J’ai attendu la sortie du 2° tome pour enfin lire le 1°. Quand on a du retard de lecture, c’est chose aisément planifiable ! C’est donc avec un peu d’appréhension et sceptique que j’ouvrai ce livre, parce que j’en n’avais pas entendu dire que du bien, et que je m’abandonnai… Ma première impression fût celle d’un étonnement ravi à la découverte des planches de Rosinski que je n’avais plus lu depuis de vieux et poussiéreux Thorgaux… C’est tout simplement magnifique, époustouflant, tout est tableau, peinture… Remarquez, vu que le sujet est justement le monde de la peinture au 19° siècle, ça aide. Une seule chose entache quelque peu le décorum, c’est sûrement cette hideuse police de caractères utilisée pour emplir les phylactères… Dommage… Cette histoire de procès est traitée comme beaucoup d’ouvrages ou de films… Après une courte introduction qui présente habilement les personnages, on se dirige vers un tribunal puis, entre plaidoiries et témoignages, de multiples flash-back sont proposés pour comprendre ce qui nous a conduit à cet endroit. Bien entendu, révélations spectaculaires, contre arguments, affrontement techniques, tout est là pour faire de ce récit quelque chose de somme toute assez classique. Ceci étant, je sais que le tome 2 se révèle surprenant et bien plus alléchant, faisant de ce diptyque une vraie grande et belle histoire que j’ai hâte de découvrir. J’y vais de ce pas, vous laissant avec l’envie moyenne de vous conseiller ce premier tome !

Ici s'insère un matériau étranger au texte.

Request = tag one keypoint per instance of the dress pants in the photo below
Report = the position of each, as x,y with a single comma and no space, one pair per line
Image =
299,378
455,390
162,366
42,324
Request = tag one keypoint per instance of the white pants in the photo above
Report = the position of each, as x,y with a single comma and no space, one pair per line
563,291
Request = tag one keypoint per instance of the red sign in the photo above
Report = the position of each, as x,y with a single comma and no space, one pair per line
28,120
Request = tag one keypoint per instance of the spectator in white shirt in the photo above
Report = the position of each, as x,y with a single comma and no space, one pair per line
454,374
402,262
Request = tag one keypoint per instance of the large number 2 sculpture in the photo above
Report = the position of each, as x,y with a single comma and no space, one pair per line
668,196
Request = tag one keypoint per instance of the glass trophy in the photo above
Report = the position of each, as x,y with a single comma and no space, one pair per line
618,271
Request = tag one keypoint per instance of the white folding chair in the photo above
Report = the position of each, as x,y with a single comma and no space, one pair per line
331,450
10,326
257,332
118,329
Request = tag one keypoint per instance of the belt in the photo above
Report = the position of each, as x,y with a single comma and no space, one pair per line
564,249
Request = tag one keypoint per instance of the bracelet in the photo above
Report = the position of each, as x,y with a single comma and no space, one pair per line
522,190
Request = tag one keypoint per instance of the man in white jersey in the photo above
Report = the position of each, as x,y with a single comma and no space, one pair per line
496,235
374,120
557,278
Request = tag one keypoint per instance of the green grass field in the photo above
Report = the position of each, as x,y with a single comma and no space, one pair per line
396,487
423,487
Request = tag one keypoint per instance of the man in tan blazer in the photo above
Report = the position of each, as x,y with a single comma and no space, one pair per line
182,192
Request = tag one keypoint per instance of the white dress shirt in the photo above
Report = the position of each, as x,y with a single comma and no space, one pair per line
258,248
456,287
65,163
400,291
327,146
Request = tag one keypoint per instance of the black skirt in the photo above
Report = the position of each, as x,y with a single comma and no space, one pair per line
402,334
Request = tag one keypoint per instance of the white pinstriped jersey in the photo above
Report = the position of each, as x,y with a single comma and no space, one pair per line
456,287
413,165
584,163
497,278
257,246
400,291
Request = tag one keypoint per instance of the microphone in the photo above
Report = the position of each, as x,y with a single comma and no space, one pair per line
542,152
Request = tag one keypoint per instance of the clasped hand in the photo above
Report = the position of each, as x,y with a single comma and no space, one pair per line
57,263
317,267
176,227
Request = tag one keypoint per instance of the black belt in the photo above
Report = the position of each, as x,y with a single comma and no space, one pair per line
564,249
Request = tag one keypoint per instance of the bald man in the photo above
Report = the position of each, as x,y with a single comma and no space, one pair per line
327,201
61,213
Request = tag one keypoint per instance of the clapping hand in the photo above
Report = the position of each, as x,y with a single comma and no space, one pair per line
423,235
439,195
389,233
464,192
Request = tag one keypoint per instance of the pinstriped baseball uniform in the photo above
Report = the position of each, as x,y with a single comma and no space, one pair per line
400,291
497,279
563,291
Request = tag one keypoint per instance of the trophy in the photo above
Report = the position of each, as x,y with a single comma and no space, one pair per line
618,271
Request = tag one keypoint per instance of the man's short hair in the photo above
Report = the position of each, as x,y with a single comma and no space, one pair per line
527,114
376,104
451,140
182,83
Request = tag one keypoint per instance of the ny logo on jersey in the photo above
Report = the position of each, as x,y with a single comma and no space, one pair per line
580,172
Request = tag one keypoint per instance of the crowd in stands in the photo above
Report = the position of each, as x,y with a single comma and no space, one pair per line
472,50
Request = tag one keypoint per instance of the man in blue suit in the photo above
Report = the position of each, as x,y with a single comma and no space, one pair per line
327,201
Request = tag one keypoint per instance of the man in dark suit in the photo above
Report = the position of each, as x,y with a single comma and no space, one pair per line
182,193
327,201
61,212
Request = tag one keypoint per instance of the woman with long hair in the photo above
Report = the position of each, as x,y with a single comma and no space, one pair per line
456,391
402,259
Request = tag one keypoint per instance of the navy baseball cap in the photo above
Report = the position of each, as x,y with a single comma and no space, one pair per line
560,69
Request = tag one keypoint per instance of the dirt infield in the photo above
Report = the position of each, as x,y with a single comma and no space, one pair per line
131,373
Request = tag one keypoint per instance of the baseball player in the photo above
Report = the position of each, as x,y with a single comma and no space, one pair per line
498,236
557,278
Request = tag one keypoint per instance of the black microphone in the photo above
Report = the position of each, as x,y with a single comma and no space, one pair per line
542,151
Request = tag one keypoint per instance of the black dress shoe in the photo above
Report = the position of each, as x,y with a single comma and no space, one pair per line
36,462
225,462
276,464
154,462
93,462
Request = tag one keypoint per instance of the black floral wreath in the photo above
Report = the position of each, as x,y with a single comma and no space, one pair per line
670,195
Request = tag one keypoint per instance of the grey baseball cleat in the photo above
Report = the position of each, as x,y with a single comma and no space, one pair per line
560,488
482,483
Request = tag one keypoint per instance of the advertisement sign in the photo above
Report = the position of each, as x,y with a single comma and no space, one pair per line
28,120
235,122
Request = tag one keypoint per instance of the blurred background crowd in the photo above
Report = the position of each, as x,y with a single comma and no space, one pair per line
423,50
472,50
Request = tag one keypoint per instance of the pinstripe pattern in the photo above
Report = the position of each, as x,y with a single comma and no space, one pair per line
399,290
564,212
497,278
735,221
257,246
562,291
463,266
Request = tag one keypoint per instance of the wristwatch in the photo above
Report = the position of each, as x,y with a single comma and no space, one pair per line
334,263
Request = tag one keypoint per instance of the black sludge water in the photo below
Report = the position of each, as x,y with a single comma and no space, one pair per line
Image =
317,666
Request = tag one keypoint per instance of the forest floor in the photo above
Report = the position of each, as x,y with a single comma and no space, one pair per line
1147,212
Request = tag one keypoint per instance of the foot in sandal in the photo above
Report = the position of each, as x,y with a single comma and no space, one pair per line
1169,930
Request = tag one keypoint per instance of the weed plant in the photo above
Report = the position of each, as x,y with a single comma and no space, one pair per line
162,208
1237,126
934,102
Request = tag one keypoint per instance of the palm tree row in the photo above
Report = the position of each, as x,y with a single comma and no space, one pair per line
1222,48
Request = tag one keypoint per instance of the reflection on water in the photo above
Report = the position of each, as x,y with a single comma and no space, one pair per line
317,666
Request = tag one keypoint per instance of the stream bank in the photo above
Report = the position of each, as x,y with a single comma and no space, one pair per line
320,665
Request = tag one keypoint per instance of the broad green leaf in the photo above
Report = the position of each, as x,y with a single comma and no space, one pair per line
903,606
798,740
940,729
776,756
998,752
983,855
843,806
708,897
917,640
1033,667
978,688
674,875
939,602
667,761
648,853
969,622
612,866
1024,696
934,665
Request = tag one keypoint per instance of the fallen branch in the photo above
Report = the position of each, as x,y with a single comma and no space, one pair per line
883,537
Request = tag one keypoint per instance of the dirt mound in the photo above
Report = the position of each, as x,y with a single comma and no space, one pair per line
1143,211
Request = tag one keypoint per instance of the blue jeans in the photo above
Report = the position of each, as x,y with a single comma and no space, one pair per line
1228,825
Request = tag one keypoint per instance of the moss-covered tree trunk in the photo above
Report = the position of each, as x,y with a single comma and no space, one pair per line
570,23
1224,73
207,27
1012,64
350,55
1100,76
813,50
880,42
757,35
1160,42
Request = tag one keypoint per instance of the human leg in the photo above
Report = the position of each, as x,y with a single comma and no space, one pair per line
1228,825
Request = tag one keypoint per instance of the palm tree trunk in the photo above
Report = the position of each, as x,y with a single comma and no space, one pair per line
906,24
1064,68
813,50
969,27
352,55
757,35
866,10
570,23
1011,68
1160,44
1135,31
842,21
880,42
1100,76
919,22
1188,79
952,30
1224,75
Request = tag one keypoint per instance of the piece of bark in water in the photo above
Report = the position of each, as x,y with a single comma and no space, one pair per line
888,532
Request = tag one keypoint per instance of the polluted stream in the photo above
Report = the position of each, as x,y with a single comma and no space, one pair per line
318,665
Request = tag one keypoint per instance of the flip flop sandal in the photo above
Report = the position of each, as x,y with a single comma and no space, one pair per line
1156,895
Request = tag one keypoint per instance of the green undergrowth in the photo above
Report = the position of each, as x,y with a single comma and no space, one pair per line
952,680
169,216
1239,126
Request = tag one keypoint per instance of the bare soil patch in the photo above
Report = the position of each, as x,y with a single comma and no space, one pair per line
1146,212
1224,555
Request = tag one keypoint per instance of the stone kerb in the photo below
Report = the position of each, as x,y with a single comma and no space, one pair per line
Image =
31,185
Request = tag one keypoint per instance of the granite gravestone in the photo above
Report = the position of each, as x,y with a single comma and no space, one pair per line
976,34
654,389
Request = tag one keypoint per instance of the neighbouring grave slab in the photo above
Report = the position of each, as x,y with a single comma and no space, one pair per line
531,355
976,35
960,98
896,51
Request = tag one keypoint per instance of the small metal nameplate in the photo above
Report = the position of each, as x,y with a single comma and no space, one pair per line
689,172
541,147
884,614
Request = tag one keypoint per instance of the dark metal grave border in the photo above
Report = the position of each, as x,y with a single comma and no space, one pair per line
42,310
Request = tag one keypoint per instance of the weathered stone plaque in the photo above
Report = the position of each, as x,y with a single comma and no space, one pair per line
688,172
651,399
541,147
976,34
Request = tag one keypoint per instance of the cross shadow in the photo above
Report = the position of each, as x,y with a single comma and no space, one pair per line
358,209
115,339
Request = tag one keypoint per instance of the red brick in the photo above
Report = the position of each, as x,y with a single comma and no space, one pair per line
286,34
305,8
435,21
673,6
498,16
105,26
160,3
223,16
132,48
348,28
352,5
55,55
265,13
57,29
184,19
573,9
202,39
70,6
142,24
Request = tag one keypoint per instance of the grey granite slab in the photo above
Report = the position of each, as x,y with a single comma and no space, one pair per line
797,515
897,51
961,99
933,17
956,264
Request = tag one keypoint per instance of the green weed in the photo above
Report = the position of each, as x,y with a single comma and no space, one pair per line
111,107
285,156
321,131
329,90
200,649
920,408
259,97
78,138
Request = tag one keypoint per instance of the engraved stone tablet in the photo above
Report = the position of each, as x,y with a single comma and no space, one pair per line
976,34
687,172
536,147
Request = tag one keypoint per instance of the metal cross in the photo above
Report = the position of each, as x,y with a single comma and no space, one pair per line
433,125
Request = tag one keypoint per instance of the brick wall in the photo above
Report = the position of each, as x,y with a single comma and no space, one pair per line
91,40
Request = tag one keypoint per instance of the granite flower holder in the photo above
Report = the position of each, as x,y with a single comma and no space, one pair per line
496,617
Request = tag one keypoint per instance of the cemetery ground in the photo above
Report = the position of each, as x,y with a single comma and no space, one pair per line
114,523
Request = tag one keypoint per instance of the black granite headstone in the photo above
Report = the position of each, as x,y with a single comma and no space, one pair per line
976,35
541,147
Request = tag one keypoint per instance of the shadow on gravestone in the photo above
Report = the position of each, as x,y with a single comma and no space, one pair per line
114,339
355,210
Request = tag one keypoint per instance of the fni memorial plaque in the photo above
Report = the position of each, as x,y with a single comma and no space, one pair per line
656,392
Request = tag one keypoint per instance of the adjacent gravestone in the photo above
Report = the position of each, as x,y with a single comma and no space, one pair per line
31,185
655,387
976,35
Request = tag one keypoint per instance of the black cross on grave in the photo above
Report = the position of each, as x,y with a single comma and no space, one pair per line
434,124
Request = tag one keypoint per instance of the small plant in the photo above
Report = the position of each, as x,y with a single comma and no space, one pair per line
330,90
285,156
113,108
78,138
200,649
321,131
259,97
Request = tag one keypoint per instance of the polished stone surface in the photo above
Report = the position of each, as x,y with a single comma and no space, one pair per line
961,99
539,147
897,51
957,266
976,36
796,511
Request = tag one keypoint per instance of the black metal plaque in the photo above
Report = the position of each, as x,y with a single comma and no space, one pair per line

Dans cette seconde partie des « Sept cœurs d’Arran », les découvertes et autres révélations macabres viennent nous éclairer sur le fond de cette histoire, mais aussi sur le rôle d’Algernon Woodcock. Toujours accompagné de son fidèle ami, William McKennan, il va se lancer à la poursuite de Maskew et de son âme damnée Ontlake Browne à travers les landes de l’île d’Arran. Durant cette haletante course poursuite, il nous sera révélé plus de détails sur la fameuse « Dame sans coeur » et le pourquoi de ses ignobles agissements… Mais, et ce n’est pas pour déplaire aux plus cartésiens d’entre nous, Algernon Woodcock recevra des révélations importantes sur son nouveau statut, et nous par la même occasion ! Dans des images féeriques teintées de bleu et de blanc, ce peuple caché qu’il voyait par intermittence de son œil Fé révèlera partiellement sa destinée et ce qu’il attend d’Algernon. A défaut de savoir qui il est, il va savoir pourquoi il est, ce qui n’est pas rien… Et réconciliera tous ceux qui semblaient égarés par les 2 premiers tomes avec une série d’une grande intelligence et d’une beauté absolue. Une brillante adaptation de Mathieu Gallié superbement mise en image par Guillaume Sorel. Ne passez pas à côté, ne vous arrêtez pas dans l’incompréhension… On en redemande !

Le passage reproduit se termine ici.